Hai ragione: parlo, parlo… non so nemmeno cosa dico. Pongo domande, pongo risposte: ti interpreto. Ma tu resti lì, o da qualche parte, con i tuoi significati. Ti viene in mente qualcosa, che scrivi su un foglio (tu fai la poetessa), unisci ciò che è contraddittorio… Ti viene in mente qualcosa? Magari ci fossi io, nei tuoi versi, magari ci fossi. Ho paura, provo ugualmente: sono ancora nei tuoi pensieri?
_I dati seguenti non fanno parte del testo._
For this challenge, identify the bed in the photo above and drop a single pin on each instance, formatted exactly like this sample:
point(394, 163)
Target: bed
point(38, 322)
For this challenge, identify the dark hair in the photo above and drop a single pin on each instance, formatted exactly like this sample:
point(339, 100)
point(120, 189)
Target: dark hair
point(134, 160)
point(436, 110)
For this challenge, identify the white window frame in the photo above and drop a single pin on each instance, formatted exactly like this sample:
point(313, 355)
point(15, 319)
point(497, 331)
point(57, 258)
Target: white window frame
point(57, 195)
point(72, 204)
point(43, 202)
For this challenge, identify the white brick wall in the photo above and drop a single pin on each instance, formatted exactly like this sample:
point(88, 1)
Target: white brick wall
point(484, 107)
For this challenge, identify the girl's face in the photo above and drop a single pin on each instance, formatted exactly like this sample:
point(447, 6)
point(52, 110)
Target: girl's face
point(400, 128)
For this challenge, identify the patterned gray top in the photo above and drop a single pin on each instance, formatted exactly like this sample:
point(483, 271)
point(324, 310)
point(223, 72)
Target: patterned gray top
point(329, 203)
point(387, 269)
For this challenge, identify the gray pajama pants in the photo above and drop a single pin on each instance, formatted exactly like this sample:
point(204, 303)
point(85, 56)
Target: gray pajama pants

«Mi trovo qui a questa età che sai,/né giovane né vecchi[a], attendo, guardo/ questa vicissitudine sospesa;/non so più quel che volli o mi fu
imposto,/entri nei miei pensieri e n’esci illesa».
Illesa? Illesa? È così? Dopo millenni di frequentazione, dici: illesa! Non sarò più giovane, non sarò più bella come una volta, ma… come puoi dire questo? Sapevo della tua estraneità riguardo l’esistenza (ciò ti rende irresponsabile, o furba), non sapevo che sarei entrata e uscita dai tuoi pensieri così come scorre un fiume, così come piove, così come un qualunque cane latra, così come la luna, così come tutto quello che pare, non pare, pare, non pare, avere senso. Proprio questo?
«Tutto l’altro che deve essere è ancora,/ il fiume scorre, la campagna varia,/grandina, spiove, qualche cane latra,/esce la luna, niente si riscuote,/niente dal lungo sonno avventuroso».
Proprio questo. Silenzio.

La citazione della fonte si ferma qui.